Quill: Only a tenth of the hundreds of Halford's patterns ever proved to be really effective.
Many hours on the stream have convinced me that today's realistic patterns always work much better than a general pattern. When the insect is available to the trout, of course. I also maintain that the only realistic imitations that function as such are underwater patterns. I've got a theory about the dry fly.
Mod: Please be so kind as to share it with us.
Quill: Certainly. For some time now, I've been convinced that dry fly fishing has never existed as such.
Mod: Do you realize the transcendence of that statement?
Quill: I certainly do. The dry fly, taken as an imitation that floats like a mayfly dun, for example, is a myth. There is no way you can make an artificial float the way a natural fly floats. Try as you may, it's physically impossible. Because of the weight of the hook, because of the materials (all absorb more or less water) and because it's tied to a tippet that unbalances it, falls from above and adds extra weight.
Rod: Put that way, it sounds logical.
Quill: All the innovative patterns that have attempted to achieve this floatability have failed throughout history. What I'm saying is a cinch to prove. Take your best dun imitation and gently place on the water in a glass. Observe it for a few seconds. Do the same with an inverted hook pattern, a single-wing (thorax type), a palmer, a funnel dun, a compara dun, whatever you want. See the huge difference between the way they float and the high-floating, subtle, graceful subimago? Once you place them on the water, they all break through the surface tension to some degree. Note the tail filaments. Those of the natural flies barely touch the water. Those of most artificials are grotesque, indecipherable, semi-submerged appendages. And you placed the imitations on the water gently. Now tie them to a tippet and drop them from a certain height. Dismayingly revealing.
Now try it with one of Halford's classics. I can't understand how this fellow could think trout took these imitations thinking they were adult ephemeropteras. Those hooks were quite a bit heavier than today's too. And the materials he used weren't as hydrophobic as today's either. In spite of all this, a beautiful, romantic story was born: the dry fly.

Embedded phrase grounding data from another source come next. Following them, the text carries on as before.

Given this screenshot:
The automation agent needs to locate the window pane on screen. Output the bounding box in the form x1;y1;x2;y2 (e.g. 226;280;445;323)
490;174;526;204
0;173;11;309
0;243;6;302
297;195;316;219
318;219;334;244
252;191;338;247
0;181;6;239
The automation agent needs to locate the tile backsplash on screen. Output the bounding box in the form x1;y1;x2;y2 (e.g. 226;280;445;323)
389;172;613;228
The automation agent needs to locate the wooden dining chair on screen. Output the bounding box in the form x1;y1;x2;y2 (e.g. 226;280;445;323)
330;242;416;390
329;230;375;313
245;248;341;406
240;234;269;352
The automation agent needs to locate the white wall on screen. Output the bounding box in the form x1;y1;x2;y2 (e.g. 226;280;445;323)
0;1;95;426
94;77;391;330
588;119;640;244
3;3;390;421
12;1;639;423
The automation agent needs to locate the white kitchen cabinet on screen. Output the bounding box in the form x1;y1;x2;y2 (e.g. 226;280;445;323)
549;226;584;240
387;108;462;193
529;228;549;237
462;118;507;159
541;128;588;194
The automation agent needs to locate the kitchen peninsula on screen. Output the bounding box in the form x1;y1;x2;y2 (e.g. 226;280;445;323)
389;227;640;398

Rod: Sadly enough, I think the leader often makes them more stable. It's funny. I set out the other day to count all the patterns, current and old, that try to imitate a Baetis Rhodani subimago. I soon had no less than 24 different imitations for this fly. And, except for the possible size variations, it's undoubtedly one of the best defined in color and physiognomy. Nobody uses many of those imitations anymore. It's certainly makes you think.
Mod: What does it make you think?
Rod: That there are only two possibilities. Either, like my debating opponent says, it's absolutely impossible to even come close to properly imitating these insects or, as I've been saying, the root of the problem lies elsewhere, in what really makes the difference between the success and failure of any fly. At any rate, I thought you defended the imitation concept above all.
Quill: I do, and well above presentation. But referring almost exclusively to today's realistic patterns.
Rod: Current realistic, underwater patterns.
Quill: Exactly. Although CDC gives you very good floatability—usually the first two drifts, you'll get very few drifts with the artificial floating like a dun.
Mod: Then, when you tie on a dry fly or what you think is a dry fly, what are you actually tying on?
Quill: An emerger at some floatation level of all the various possible levels. Just that. Definitely not a dry fly as we've just defined it, in any case.